İki farklı türdeki görevdeş karakterler birbirlerine ortak atadan kalıtılma nedeniyle değil yakınsayan evrim geçirdiklerinden benzerler.

Diğer bir deyişle iki karakterin görevdeş olması için iki ayrı soyda birbirlerinden bağımsız olarak evrimleşmiş olmaları gerekir.
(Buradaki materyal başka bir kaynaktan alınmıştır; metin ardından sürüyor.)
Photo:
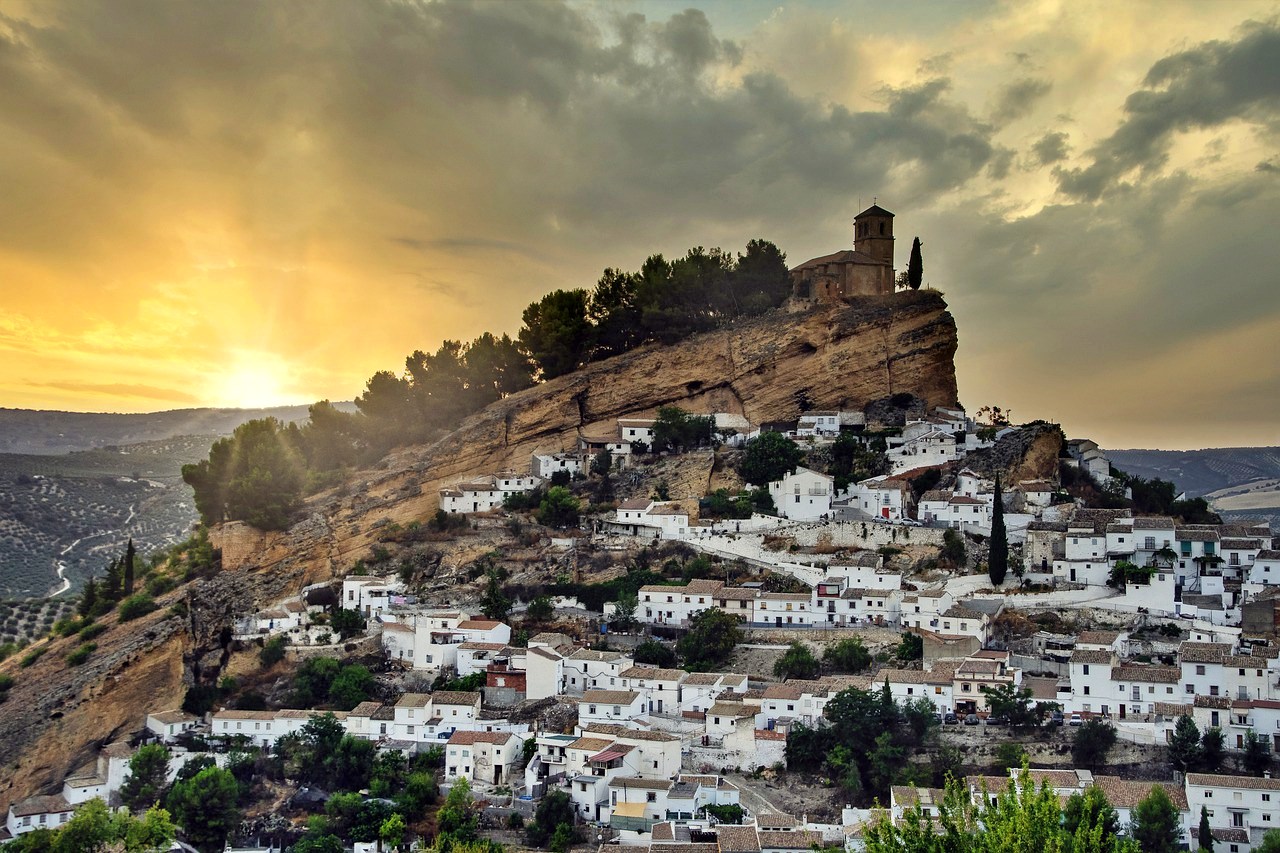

Bkz. kökendeş ve homoplasiyoz karakterler.

Yoruma sekme
Diğer sitelerde paylaş

  • 2 yıl sonra...

Atasal gençlik döneminin bazı özelliklerine sahip ve ancak üreme sistemi olgunlaşmış bir ergin olmak. Gençtiplilik değişimi, “çocuk tipli” bir yetişkin olan organizmanın gelişim dönemindeki bir evrimsel SK0-003  değişimdir.Bir popülasyonun nesilden nesile gen sıklıklarındaki rasgele değişiklikler. Bu durum örnekleme hatasının bir sonucu olarak ortaya çıkar, bazı genotipler diğerlerine göre, "daha iyi" oldukları için değil sırf şanslı oldukları için daha fazla çoğalırlar. Bu işlem bir popülasyondaki gen sıklıklarının zamanla sürüklenmesine sebep olur. Kimi zaman bazı genler popülasyondan tamamen "dışarı sürüklenebilirler" (yani, bir genin sıklığı yalnızca şansın bir eseri olarak sıfıra düşebilir). Bir popülasyonda genetik sürüklenmenin genellikle genetik çeşitliliği azaltıcı etkisi vardır.

Yoruma sekme
Diğer sitelerde paylaş

Katılın Görüşlerinizi Paylaşın

Şu anda misafir olarak gönderiyorsunuz. Eğer ÜYE iseniz, ileti gönderebilmek için HEMEN GİRİŞ YAPIN.
Eğer üye değilseniz hemen KAYIT OLUN.
Not: İletiniz gönderilmeden önce bir Moderatör kontrolünden geçirilecektir.

Misafir
Maalesef göndermek istediğiniz içerik izin vermediğimiz terimler içeriyor. Aşağıda belirginleştirdiğimiz terimleri lütfen tekrar düzenleyerek gönderiniz.
Bu başlığa cevap yaz

×   Zengin metin olarak yapıştırıldı..   Onun yerine sade metin olarak yapıştır

  Only 75 emoji are allowed.

×   Your link has been automatically embedded.   Display as a link instead

×   Önceki içeriğiniz geri getirildi..   Editörü temizle

×   You cannot paste images directly. Upload or insert images from URL.

×
×
  • Yeni Oluştur...

Önemli Bilgiler

Bu siteyi kullanmaya başladığınız anda kuralları kabul ediyorsunuz Kullanım Koşulu.